Congressional Representatives Introduce Controlled Substance Analog Legislation to Weed Out Synthetic Drug Manufacturing, Distribution and Sales

September 23, 2015

By Karla L. Palmer – 

Last week, several congressional representatives announced the introduction of H.R. 3537, the “Synthetic Drug Control Act of 2015.”  If enacted, the Synthetic Drug Control Act would strengthen existing federal law (specifically, the Controlled Substances Analogue Enforcement Act) (“Analogue Act”), which provides that any compound that is chemically or pharmacologically similar to a controlled substance in Schedule I or II under the Controlled Substances Act (“CSA”) must be treated as if it is controlled in that same schedule.   

The significant limitation found in the Analogue Act, which the legislators hope to address with passage of the proposed legislation, is that the Analogue Act currently addresses substances that are substantially structurally and pharmacologically similar to a controlled substance as long as they are intended for human consumption.  (21 U.S.C. § 816 (a “controlled substance analogue shall, to the extent intended for human consumption, be treated, for purposes of any Federal law as a controlled substance in Schedule I.”))  Schedule I substances have a high potential for abuse, have no currently accepted medical use in treatment in the U.S. and there is a lack of accepted safety for their use under medical supervision.  21 U.S.C. § 812(b)(1).  The use of newly derived analogues, which crop up on a very regular basis and include “flakka” and “molly,” are often sold legally in colorful, readily identifiable, and branded packaging. These drugs are distributed by convenience stores, head shops, or online, and, importantly, they typically bear the legal fig leaf ‘not for human consumption’ to avoid regulation by the federal Food and Drug Administration.

The legislation intends to facilitate the prosecution of synthetic drug manufacturers and distributors and make Analogue Act law a more useful tool for law enforcement.  It adds to the end of 21 U.S.C. § 813, which currently states “A controlled substance analogue shall, to the extent intended for human consumption, be treated, for the purposes of any Federal law as a controlled substance in schedule I” the following language: “for purposes of prohibitions, restrictions, and other requirements with respect to manufacture, importation, distribution, and sale.” The bill also removes all references of the term “substantially” from the definition of a controlled substance analogue (21 U.S.C. § 802(32)(A), so that substances may be more readily classified as an analogue without having to show that they have a substantial similarity to their alleged counterpart.  Finally, it adds a detailed and long list of known synthetic drugs identified by the DEA into schedule I, thus bypassing the need for DEA to temporarily place substances in Schedule I on an emergency basis and await scheduling by DEA.  Note that at least one court has noted that the Analogue Act as applied is unconstitutionally vague.  See United States v.

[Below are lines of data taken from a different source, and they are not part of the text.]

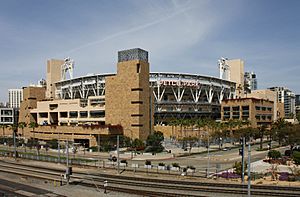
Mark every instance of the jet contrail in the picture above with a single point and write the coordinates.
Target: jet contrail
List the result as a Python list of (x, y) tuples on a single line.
[(134, 29)]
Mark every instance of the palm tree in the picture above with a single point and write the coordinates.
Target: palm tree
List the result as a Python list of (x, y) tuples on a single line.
[(13, 127), (3, 126), (280, 128), (261, 131), (180, 122), (33, 125), (173, 123), (22, 125)]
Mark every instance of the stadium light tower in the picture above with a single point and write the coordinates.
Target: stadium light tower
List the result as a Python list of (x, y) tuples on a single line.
[(68, 66), (224, 69)]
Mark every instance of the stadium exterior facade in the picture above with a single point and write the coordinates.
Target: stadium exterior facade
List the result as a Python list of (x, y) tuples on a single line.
[(93, 108), (175, 95)]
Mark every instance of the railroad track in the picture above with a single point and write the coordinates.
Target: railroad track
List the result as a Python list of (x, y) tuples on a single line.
[(156, 187)]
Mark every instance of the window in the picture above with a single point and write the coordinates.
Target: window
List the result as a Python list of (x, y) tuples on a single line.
[(236, 108), (136, 89), (137, 125), (43, 115), (245, 108), (138, 68), (53, 106), (136, 102), (226, 108), (73, 114), (83, 114), (136, 115), (97, 114), (63, 114)]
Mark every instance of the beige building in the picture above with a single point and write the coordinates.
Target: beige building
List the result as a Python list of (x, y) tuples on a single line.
[(127, 94), (236, 67), (271, 96), (124, 109), (258, 111), (54, 74), (233, 70)]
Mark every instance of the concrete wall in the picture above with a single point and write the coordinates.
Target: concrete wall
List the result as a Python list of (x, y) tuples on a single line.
[(127, 98), (54, 72), (237, 74)]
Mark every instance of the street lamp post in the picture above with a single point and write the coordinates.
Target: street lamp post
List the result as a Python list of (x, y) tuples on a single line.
[(118, 153), (208, 157), (15, 145)]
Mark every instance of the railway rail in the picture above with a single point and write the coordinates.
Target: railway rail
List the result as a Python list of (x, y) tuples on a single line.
[(148, 186)]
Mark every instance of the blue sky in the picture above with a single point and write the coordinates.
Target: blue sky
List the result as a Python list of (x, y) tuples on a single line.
[(181, 36)]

Forbes, 806 F. Supp. 232, 234 (D. Colo. 1992).     

To ensure that the legislation targets manufacturers and distributors rather than end users, the Synthetic Drug Control Act narrows the Analogue Act to provide that it should apply to the sale, manufacture, import, and distribution of drugs – not simple possession.  A concern likely remains here, however, because the legislation does not address another loophole in the Analogue Act – the fact that synthetic compounds often are not sold as drugs or “for human consumption,” but are instead sold as non-food products (i.e., bath salts) not intended for human consumption and thus elude a clear FDA regulatory status.  Whether the supplier of the product or substance is a manufacturer, distributor, or end user, the fact that the Analogue Act applies to products for human consumption (and the burden is on law enforcement to demonstrate that the suspect product is intended for human consumption) will likely still be an availing loophole throughout the distribution chain.  One other way to close this loophole is to remove the requirement “intended for human consumption” from Section 813.      

Congressman Jim Himes (CT) made the following statement concerning the importance of this legislation:

Synthetic drugs are being marketed in convenience stores and other markets as a safe, legal alternative to controlled substances . . . . This is far from the truth. Without any serious regulation or enforcement, the manufacturers of these drugs are exploiting a legal loophole to put untested, potentially dangerous drugs on the street, where the people buying them have no idea what sort of effect they’re going to have. The side effects can include aggression, disorientation and hallucination, which can lead to harm for the user and others. We need them off the street.